I run a human evaluation on a recruiting website. The situation is the following:
- There are 78 annotators.
- There are 100 questions.
- Each annotator annotates 5 questions.
- So, on average*, each question is annotated by 4 people. I say on average as the number of responses might vary.
- Each question has 4 dimensions (grammaticality, meaning, simplicity, all), which are measured on a Likert 0 to 5 scale (-2 to 2 in case of the simplicity)

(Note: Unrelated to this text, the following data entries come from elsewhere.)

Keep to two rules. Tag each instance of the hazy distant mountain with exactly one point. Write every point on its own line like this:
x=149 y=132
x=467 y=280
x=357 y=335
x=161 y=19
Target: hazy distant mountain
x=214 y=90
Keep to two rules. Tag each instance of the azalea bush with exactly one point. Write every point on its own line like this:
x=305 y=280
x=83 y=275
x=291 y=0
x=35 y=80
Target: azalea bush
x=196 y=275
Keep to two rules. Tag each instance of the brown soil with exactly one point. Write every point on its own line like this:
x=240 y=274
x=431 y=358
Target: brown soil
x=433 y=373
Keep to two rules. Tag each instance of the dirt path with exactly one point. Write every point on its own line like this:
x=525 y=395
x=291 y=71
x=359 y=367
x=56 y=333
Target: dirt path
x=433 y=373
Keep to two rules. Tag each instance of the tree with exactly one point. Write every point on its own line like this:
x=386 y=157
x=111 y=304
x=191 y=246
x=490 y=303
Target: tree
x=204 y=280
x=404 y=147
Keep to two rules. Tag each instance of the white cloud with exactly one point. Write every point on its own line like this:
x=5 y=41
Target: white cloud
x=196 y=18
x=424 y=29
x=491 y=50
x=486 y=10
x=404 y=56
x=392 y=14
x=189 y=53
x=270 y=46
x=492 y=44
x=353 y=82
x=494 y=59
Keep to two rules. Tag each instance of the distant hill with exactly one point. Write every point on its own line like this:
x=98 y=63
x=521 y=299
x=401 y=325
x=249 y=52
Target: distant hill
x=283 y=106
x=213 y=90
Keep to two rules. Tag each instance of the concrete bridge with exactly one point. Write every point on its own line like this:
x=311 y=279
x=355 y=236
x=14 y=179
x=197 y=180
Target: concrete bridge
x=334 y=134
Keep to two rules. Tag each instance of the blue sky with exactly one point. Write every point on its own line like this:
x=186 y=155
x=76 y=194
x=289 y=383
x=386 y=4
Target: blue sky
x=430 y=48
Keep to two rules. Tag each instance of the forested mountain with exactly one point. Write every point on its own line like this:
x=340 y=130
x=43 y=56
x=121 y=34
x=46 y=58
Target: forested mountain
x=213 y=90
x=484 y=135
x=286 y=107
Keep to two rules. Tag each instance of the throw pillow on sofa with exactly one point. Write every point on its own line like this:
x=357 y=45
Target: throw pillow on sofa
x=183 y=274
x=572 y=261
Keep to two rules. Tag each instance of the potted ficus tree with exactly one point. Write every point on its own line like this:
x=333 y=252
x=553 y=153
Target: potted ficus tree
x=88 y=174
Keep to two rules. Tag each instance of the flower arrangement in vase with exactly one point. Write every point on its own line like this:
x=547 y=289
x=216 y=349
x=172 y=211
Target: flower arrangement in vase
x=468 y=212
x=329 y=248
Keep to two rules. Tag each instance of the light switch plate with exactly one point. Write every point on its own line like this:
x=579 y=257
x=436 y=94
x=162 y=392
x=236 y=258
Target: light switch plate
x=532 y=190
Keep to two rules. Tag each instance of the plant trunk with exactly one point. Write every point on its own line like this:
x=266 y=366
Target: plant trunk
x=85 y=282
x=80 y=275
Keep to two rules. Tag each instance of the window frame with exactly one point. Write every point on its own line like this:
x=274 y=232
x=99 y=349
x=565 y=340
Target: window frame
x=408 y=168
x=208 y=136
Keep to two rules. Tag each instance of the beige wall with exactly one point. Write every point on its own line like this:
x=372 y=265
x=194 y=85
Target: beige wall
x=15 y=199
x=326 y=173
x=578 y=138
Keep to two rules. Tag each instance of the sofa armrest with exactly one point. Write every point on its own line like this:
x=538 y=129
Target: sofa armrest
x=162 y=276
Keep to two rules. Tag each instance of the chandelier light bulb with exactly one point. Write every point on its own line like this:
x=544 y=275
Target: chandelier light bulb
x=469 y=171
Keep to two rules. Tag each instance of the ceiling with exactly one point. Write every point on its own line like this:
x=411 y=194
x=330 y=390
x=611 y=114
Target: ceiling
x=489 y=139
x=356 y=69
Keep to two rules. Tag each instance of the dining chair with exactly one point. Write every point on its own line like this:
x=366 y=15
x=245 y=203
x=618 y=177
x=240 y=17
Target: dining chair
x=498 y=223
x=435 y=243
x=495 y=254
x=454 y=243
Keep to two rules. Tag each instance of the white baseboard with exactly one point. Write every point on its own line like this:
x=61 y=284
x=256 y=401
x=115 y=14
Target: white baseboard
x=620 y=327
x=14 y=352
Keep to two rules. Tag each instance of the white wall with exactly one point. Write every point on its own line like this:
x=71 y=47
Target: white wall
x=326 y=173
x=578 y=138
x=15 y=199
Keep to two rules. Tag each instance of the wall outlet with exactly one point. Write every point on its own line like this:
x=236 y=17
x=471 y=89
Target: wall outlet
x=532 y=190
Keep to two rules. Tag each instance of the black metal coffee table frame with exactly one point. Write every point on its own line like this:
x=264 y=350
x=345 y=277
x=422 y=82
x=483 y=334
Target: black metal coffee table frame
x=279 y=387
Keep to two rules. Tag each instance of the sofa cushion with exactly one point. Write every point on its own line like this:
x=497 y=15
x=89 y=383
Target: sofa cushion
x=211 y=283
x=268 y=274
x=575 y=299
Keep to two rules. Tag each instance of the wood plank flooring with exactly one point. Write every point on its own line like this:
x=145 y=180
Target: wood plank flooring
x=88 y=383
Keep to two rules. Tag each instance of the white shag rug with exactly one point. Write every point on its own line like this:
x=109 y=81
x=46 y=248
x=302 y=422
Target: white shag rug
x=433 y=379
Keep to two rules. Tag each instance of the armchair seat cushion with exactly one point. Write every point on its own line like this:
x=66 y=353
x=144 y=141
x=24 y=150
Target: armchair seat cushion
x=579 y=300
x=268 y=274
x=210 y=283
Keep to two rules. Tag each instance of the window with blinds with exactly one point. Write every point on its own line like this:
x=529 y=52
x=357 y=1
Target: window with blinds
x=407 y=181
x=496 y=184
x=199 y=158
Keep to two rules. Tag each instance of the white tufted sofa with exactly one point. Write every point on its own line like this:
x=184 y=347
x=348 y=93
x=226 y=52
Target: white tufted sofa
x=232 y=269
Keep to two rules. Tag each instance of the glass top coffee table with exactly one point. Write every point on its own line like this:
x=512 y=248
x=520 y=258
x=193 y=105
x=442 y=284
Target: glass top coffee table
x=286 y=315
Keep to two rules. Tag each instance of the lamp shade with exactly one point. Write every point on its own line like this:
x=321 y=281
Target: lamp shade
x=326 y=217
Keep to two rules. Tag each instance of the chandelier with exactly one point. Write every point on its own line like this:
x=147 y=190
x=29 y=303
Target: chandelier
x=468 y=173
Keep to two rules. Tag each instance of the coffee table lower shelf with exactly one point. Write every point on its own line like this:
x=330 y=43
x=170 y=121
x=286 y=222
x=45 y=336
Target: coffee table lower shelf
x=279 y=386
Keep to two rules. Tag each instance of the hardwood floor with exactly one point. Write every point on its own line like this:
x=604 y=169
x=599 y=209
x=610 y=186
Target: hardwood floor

So, for example, looking at the grammaticality dimension, one has something like this:
| Q1 | Q2 | Q3 | Q4 | ... | Q500 | |
|---|---|---|---|---|---|---|
| A1 | NaN | 2 | NaN | NaN | ... | 3 |
| A2 | NaN | NaN | 0 | NaN | ... | NaN |
| ... | ... | ... | ... | ... | ... | ... |
| A78 | 1 | 2 | 3 | 1 | ... | 5 |
Obviously, if one does not consider the specific annotator, we can represent it like
| AA | AB | AC | AD | AE |
|---|---|---|---|---|
| 1 | 1 | 2 | 5 | 2 |
| 2 | 2 | 2 | NaN | 2 |
| 3 | 3 | 2 | 3 | 2 |
| 0 | 4 | 5 | 5 | 2 |
| ... | ... | ... | ... | ... |
I am wondering if there is any inter-annotator agreement measure that can be applied in this case or if there is any other way to estimate the agreement.
PS: Is there a book/paper you would recommend to study IAA measures beyond the simple N "fixed" annotators annotate M examples with binary votes?